Ashe looked up. A man stood silhouetted against the blizzard. Tall, clad in black and red, face obscured by a steel mask. Gauntlets on his hands, shadows coiling around him like living serpents.

“Impressive,” Zed said. “I didn’t think you’d discover the glyph so quickly. A pity about your general. He was useful.”

Ashe straightened, ignoring the throb in her side. “You’re a coward, hiding behind masks and lies. Face me like a warrior.”

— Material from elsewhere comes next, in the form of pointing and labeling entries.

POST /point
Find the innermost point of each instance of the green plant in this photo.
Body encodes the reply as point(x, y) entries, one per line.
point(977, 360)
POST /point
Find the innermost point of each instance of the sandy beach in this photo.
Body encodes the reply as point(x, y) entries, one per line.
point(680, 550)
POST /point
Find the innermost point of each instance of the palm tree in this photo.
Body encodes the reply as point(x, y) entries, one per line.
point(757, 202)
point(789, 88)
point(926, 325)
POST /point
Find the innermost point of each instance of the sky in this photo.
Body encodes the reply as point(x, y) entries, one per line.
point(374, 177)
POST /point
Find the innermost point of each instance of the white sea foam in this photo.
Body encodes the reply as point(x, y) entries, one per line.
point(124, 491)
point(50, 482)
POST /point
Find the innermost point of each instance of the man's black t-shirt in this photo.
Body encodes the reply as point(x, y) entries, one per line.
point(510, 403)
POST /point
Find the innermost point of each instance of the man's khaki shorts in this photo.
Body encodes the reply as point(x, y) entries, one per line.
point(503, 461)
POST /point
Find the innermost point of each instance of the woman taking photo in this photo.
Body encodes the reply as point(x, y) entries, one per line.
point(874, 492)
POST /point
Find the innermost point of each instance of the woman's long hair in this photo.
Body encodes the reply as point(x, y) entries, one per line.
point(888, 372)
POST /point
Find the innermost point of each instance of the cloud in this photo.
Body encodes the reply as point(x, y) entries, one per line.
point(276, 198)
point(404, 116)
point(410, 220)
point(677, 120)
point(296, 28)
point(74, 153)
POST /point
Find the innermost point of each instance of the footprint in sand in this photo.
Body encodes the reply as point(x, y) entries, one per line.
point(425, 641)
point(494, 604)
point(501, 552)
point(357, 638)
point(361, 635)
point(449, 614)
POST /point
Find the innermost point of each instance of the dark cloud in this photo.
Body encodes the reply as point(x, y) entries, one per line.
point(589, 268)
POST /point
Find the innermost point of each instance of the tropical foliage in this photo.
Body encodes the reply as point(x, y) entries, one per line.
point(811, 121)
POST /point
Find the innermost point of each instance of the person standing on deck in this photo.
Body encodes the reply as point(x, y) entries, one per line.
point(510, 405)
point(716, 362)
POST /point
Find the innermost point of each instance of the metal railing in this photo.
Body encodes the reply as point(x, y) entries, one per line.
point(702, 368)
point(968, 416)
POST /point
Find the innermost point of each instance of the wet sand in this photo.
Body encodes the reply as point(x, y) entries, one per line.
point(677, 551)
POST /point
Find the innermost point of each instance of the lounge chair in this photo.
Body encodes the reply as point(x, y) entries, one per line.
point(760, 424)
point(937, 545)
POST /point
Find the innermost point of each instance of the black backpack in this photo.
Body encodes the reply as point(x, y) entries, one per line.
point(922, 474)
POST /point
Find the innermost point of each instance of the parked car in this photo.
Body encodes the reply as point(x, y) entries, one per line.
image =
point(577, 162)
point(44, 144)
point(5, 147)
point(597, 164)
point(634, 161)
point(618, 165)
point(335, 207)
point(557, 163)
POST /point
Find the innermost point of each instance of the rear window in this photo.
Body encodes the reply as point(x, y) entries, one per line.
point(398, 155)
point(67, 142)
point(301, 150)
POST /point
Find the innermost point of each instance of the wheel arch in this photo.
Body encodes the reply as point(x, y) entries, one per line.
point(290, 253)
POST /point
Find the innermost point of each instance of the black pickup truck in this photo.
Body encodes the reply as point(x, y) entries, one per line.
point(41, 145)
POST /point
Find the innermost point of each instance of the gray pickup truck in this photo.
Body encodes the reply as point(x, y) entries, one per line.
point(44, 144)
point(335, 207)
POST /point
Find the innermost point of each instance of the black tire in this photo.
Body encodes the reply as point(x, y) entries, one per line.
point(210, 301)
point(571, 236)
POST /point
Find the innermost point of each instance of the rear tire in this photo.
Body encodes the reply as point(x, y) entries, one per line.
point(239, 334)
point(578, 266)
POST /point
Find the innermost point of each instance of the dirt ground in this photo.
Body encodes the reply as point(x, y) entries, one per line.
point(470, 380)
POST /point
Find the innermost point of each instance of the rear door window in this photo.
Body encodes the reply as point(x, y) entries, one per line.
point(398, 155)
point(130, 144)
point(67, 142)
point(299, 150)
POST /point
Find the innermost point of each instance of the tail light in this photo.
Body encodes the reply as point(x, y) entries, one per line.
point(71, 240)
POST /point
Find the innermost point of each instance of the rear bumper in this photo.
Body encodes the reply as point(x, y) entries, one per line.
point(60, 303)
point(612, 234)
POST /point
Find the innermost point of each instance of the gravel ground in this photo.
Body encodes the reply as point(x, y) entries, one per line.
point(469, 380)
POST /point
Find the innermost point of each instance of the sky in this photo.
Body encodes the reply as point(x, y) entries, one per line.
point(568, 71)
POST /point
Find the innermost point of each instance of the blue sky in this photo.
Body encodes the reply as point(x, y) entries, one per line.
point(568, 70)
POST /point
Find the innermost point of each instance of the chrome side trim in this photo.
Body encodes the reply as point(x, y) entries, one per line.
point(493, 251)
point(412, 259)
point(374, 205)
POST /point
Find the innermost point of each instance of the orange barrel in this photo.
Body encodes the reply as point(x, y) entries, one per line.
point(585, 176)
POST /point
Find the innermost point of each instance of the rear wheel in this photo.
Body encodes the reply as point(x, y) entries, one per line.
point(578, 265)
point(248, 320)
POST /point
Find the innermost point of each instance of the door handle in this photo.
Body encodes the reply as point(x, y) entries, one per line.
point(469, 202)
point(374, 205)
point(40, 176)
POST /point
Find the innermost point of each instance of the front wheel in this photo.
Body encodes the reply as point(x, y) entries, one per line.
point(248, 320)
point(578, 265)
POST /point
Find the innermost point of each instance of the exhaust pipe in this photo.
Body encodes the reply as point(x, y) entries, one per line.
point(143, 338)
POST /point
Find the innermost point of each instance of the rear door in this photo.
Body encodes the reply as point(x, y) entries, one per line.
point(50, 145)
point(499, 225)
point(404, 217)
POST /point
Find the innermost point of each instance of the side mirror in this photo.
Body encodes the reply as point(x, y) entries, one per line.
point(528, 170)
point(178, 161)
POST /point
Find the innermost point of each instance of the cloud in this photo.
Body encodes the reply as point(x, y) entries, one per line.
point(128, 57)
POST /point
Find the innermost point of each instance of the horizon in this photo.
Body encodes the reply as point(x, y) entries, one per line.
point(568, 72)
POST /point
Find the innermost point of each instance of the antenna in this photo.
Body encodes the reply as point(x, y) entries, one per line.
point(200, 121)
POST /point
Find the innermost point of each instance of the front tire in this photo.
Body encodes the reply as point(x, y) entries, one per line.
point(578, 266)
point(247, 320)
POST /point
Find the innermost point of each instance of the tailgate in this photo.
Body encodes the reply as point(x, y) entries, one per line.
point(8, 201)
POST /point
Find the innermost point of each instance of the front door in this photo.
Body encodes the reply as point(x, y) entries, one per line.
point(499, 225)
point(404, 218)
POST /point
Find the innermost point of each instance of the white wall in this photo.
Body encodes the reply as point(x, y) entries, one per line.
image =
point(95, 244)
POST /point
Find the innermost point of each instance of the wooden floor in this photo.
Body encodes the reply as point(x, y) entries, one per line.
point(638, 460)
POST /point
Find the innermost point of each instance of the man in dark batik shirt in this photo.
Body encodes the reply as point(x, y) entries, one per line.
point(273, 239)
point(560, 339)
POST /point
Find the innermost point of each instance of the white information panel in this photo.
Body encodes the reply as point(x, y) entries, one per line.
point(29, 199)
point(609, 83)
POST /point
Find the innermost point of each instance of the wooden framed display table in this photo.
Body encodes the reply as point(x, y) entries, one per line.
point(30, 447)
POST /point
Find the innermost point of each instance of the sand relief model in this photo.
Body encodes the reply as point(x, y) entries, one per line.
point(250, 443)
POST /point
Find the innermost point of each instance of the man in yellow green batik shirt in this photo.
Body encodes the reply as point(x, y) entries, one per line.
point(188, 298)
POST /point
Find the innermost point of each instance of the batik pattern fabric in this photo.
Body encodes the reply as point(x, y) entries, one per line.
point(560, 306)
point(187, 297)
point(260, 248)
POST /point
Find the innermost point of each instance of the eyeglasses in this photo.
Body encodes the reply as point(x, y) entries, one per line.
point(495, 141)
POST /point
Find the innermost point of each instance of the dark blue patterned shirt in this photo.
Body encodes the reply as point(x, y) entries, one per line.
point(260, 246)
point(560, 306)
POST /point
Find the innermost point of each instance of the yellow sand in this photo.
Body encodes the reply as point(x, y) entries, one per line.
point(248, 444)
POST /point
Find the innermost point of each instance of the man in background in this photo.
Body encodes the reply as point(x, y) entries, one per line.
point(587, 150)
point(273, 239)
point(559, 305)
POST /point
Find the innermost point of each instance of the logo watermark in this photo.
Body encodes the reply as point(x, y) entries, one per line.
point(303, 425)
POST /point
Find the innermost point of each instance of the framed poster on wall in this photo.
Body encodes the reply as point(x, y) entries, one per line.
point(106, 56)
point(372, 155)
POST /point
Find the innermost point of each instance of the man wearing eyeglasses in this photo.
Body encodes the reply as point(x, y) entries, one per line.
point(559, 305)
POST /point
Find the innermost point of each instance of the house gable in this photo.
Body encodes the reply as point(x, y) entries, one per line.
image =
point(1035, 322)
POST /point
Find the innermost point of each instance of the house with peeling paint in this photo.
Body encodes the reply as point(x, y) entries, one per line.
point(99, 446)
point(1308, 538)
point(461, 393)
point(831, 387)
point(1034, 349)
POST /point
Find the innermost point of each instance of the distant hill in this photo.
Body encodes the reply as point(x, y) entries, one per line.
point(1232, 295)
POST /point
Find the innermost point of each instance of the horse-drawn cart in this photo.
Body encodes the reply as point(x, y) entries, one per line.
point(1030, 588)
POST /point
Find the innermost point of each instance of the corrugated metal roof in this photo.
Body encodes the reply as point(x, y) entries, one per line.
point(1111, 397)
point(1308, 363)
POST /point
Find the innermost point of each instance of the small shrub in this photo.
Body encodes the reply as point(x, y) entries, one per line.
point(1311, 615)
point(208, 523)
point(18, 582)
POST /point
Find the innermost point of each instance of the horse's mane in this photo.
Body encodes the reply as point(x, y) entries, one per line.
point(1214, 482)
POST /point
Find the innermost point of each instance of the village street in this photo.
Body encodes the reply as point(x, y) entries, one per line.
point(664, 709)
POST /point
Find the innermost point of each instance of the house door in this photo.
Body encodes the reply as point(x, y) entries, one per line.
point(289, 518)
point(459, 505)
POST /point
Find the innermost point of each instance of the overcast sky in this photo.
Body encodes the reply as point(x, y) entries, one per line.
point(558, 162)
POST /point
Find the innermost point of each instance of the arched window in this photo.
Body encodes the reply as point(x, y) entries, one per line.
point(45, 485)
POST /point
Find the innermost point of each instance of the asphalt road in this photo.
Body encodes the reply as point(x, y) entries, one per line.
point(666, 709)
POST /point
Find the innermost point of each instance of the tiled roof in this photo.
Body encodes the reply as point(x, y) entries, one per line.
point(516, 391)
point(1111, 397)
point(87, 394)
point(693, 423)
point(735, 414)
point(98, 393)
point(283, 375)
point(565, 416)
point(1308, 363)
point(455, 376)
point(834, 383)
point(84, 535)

Zed laughed—low, cold. “Warriors die, Queen. Shadows endure. I came to break you, and I have. Your trust is shattered. Your party is halved. The Freljord will eat you alive from within.”

“You’re wrong.”

She raised her hand and gave a sharp whistle.

From the darkness around the tent, yellow eyes appeared. A low growl rumbled through the frozen ground. Iceborn wolves—a full pack—had been drawn by the scent of blood and the sound of the hunt. They’d followed the camp for two days, waiting for weakness. Ashe had known. She’d planned for this.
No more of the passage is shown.